Tu penses quoi du livre électronique ?!?



Absolument la même chose que de la Toile. Potentiellement : sidérant ; pratiquement - j'en prends les paris : affligeant.



Au salon, j'ai collé des mots de Daniel Mendelsohn : débusquer l’œuvre, la vraie, celle qui agrandi la conscience de soi. Est-ce que le livre électronique va permettre à plus de personnes d'avoir cette relation-ci aux textes et à leur vie ?!? Non.



Est-ce que cela peut aider à combattre ce que Foglia appelle la « bananisation » de la culture ?!? Dix fois non.



Est-ce que cela va changer mon rapport aux livres ?!? Oui, comme ils ne coûtent déjà pratiquement rien, chez les bouquinistes, on va bientôt me les donner ; du coup, j'en offrirai encore plus.



Dépités par cette manifestation « bon-enfant », nous sommes allés regarder la ville depuis l'autre côté. Dans le bateau, un type « habité », tout près de nous.
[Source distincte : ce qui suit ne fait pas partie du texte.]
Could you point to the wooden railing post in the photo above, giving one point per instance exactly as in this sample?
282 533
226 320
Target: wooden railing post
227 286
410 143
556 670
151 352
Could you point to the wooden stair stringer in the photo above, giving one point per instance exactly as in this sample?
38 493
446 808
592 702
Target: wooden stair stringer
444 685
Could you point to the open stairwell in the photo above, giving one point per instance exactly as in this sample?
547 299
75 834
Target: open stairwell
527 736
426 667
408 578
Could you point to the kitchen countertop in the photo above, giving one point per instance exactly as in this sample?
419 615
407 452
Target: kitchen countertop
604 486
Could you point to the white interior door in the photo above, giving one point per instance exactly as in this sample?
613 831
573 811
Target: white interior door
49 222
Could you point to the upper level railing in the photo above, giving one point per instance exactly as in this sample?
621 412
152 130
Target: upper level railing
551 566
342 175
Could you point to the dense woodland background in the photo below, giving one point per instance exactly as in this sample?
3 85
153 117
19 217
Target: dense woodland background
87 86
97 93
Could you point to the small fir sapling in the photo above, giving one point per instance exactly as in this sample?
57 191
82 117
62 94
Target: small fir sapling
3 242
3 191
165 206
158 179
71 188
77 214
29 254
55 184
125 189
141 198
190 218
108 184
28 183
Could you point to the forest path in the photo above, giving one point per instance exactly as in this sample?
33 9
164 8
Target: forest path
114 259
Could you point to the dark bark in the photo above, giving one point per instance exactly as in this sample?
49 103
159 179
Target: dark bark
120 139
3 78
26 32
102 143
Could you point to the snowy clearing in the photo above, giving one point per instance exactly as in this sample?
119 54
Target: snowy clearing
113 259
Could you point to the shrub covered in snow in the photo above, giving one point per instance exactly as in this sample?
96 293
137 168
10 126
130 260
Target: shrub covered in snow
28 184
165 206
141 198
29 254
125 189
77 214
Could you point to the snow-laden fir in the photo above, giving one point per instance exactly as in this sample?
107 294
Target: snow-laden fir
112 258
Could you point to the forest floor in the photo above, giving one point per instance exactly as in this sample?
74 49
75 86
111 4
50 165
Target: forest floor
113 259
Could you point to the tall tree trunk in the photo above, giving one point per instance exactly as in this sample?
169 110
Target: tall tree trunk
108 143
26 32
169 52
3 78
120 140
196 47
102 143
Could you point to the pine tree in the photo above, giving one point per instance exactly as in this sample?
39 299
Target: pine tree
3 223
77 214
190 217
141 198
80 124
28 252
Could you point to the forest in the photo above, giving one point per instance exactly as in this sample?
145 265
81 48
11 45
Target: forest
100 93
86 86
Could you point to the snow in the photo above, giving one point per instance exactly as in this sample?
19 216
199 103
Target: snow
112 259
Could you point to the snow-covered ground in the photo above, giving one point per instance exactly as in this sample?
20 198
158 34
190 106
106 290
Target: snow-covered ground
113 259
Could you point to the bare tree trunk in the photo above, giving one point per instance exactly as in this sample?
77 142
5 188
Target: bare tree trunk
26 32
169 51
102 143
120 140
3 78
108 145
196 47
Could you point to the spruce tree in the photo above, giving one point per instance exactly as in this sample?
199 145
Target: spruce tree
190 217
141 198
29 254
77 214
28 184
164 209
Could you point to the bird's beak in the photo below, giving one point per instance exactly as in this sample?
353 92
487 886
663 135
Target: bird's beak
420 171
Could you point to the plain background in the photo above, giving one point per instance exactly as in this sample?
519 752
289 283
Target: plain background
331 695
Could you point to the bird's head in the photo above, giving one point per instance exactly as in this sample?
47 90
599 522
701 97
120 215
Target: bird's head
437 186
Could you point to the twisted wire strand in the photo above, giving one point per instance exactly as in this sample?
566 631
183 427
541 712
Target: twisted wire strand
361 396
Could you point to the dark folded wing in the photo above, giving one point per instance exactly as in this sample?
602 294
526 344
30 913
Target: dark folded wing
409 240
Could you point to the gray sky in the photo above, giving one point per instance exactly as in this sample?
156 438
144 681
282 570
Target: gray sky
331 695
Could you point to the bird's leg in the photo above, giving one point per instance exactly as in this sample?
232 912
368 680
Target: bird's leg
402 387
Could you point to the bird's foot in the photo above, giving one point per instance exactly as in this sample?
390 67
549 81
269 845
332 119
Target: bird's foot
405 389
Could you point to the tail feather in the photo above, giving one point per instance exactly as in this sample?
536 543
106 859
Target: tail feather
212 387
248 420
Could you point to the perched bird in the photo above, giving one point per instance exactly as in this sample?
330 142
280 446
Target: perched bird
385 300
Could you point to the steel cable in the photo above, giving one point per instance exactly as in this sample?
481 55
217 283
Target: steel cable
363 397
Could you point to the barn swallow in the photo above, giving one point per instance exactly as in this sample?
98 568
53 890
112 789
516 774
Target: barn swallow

Il fulminait, fulminait. Fulminait. Il avait sale mine. Il y a pas mal de spécimens comme lui, à Lisbonne. Une des mesures d'économie prises par le gouvernement, cette année, ne plus remettre l'allocation sociale – 200 euros ?!? peut-être 300 – à ceux n'ayant pas d'adresse. Dans des cas comme ça, on dit qu'on économise, ou qu'on atomise ?!?



La CGTP a la solution : produire plus.



Et mon postérieur, mesdames et messieurs, a-t-il des saveurs de gallinacé ?!?



A Cacilhas, nous avons marché en direction du Punto Final, longeant des dizaines et des dizaines et des dizaines et des dizaines de mètres de bâtisses en ruines, à flanc de colline. En haut de celle-ci, pas bien loin : le Christo Rei. Jésus, dans une reproduction dont la démesure sied peu au personnage, regarde s'effriter l'amour et la fraternité. Peut-être même qu'ils se frittent.



C'est moi le plus mal loti ! Non c'est moi !



La télévision portugaise fait de la pub, dans le métro, pour sa nouvelle production, une série dont « personne ne pourra deviner la fin ». Il y sera question, je cite : de luxures, d'envie, d'amour passion-haine, d'argent,...



Sur le site du Público, un des journaux « de référence », l'article le plus consulté est celui faisant état des abus sexuels d'un professeur.



Il y curiosité et curiosité. Non, il y a en nous tous un curieux et un charognard. A nous de décider lequel on nourrit.



A Cacilhas, il y avait le soleil qui s'en allait lentement. Il y avait la musaraigne et Maud, deux personnes que j'aime infiniment, deux êtres qui donnent une autre dimension à chaque parcelle de vie.



Tu penses quoi du livre électronique ?!? Je me demande s'il plane, ou au moins s'il flotte ; je vais le lancer en direction des mouettes, juste pour voir.



Dans le tricot qu'est chaque journée,



une maille à l'endroit, une maille à l'envers,



noter au vol les accrocs ou les fulgurances, les lire parfois à haute voix, et ainsi confectionner des écharpes, pour soi et quelques arpenteurs de nuances, à même d'agrandir la conscience de soi.